Arcadia University Art Gallery: ‘Mapping Nowhere: a Conversation with the Hand Drawn Map Association,’ Nov. 17
GLENSIDE, Pa., Tuesday, Nov. 2, 2010─The Arcadia University Art Gallery presents “Mapping Nowhere: A Conversation with the Hand Drawn Map Association” on Wednesday, Nov. 17, at 6:30 p.m. in the Gallery in the Spruance Fine Arts Center. The conversation will be followed by a reception. Both events are free and open to the public.
Planned in conjunction with the exhibition Nowhere: Selections from the Files of the Hand Drawn Map Association, on view through Dec. 19, this public discussion features regional contributors to the show—exhibition curator and HDMA-founder Kris Harzinski, along with Ryan Anderson, Becky Blosser, Keith Garcia, Will Haughery, Andrew Herman, Jennifer McTague, Janell Olah, Krista Shaffer and Perry Steindel. Harzinski and the nine artists will talk about the examples on view and the singular power of the hand-drawn map to convey narrative.
“Both Andrew Herman and Perry Steindel, represented by two works apiece, have a regional reputation for their precisely rendered drawings that suggest printed maps of real places. Playing with our readiness to believe the cartographic mark, they create their fictional maps using standard office supplies,” says Richard Torchia, Director of the Arcadia University Art Gallery. “Employing a completely different graphic language, Becky Blosser layers drawings of architectural details on mylar to record the universal passage from cash register to urban apartment. Ryan Anderson, Will Haughery, Janell Ollah, Jennifer McTague and Krista Shaffer are all represented with maps they drew of Philadelphia sites, including a chart recording a walk inside Eastern State Penitentiary and a diagram addressing the contested borders of Fishtown. Keith Garcia is represented with a skate map of Dallas, Pa., that he drew when he was a child that uses color to point out downhill inclines.”
Curated by HDMA-founder Kris Harzinski, Nowhere displays more than 60 drawings to demonstrate the unique capacity of the hand-drawn map to create sites—both graphic and virtual—where writing and depiction, documentation and fiction coincide to articulate locations otherwise beyond reach. The exhibition coincides with the release of From Here to There: A Curious Collection from the Hand Drawn Map Association, a 224-page book published this fall by Princeton Architectural Press. All but a handful of these drawings are presented on a long table, encouraging visitors to assume a bird’s-eye view of each map. In its suggestion of a near-continuous line bisecting the Gallery, this table also becomes a border separating the space into a “here” and a “there.”

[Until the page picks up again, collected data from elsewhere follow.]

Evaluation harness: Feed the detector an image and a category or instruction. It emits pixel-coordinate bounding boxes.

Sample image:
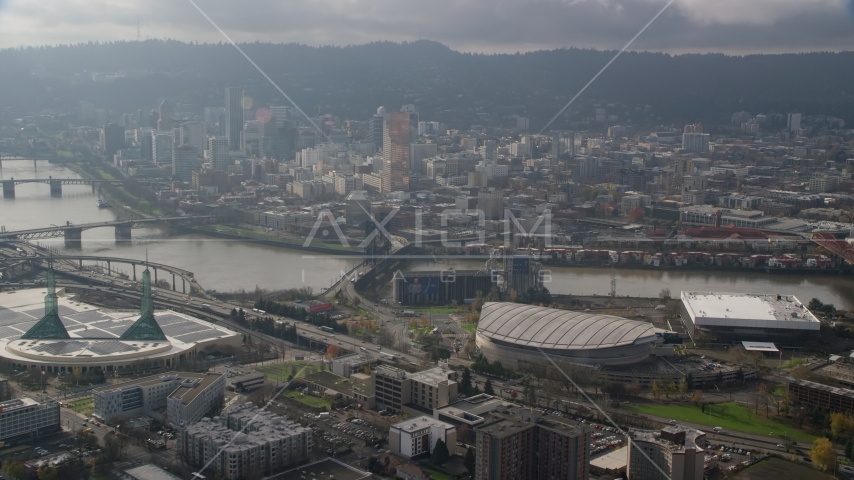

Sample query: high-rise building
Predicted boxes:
[207,136,234,172]
[682,132,709,153]
[176,122,208,152]
[172,145,202,182]
[626,426,706,480]
[474,410,590,480]
[151,131,173,165]
[368,107,385,149]
[786,113,801,132]
[101,123,125,161]
[225,87,243,150]
[382,112,409,193]
[157,98,175,130]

“The works in the show distinguish themselves from conventional printed and (now) ubiquitous digital maps in telling ways. Sidestepping the objective and presumed authority of printed and digital examples, most of these maps are motivated by subjective, personal, and pragmatically contingent intentions, often as part of a conversation,” says Torchia. “While a small percentage of the drawings adopt the language of cartography for aesthetic purposes, most were made in response to specific needs and agendas. As drawings, each bear an autographic trace to become an expressive signature of its author with a unique, physical presence of its own. Each map thus becomes a singular site in and of itself, regardless of its references.”
Harzinski writes: “The exhibition begins with works focusing on some basic cartographic conventions. Points are used to plot specific locations, as in Marilyn Murphy's notecard charting injection sites for her arthritis treatment. Lines, on the other hand, begin to reference a journey from one point to another as in John Hutchison's drawing of his commute from Grand Central Station to his office. The layers of information gradually increase as points become symbols, lines become roads, and roads begin to intersect.”
“Eventually, line gives way to the grid and its myriad permutations, including maps of fictional or utopian places (as well as sites in video games), maps about maps, and projects such as Gary Setzer’s chalk-line drawing from his house to his studio. Presented as a video, this performative drawing negates the role of the typical map by resting directly on top of the territory it represents,” says Torchia.
The Hand Drawn Map Association (HDMA) was founded as an archive devoted to collecting hand-drawn maps. The original focus of the association was to collect directional maps that people draw for one another as the immediate need arises, quick diagram-like sketches that can reveal a particular vision of a place but are often discarded after use. The HDMA rescues these pieces of ephemera, archives them, and presents them to the public via workshops, exhibitions, and the handmaps.org website. Since it began in 2008, the collection has grown to incorporate a vast array of creative interpretations of site and passage by artists (trained and untrained alike), illustrators, and cartographers (amateur and professional).
Gallery Hours: Tuesday, Wednesday and Friday 10 a.m. to 3 p.m., Thursday 10 a.m. to 8 p.m., and weekends noon to 4 p.m., as well as by appointment.
For more information, contact Arcadia University Art Gallery at 215-572-2133 (or 215-572-2131) or visit www.arcadia.edu/gallery.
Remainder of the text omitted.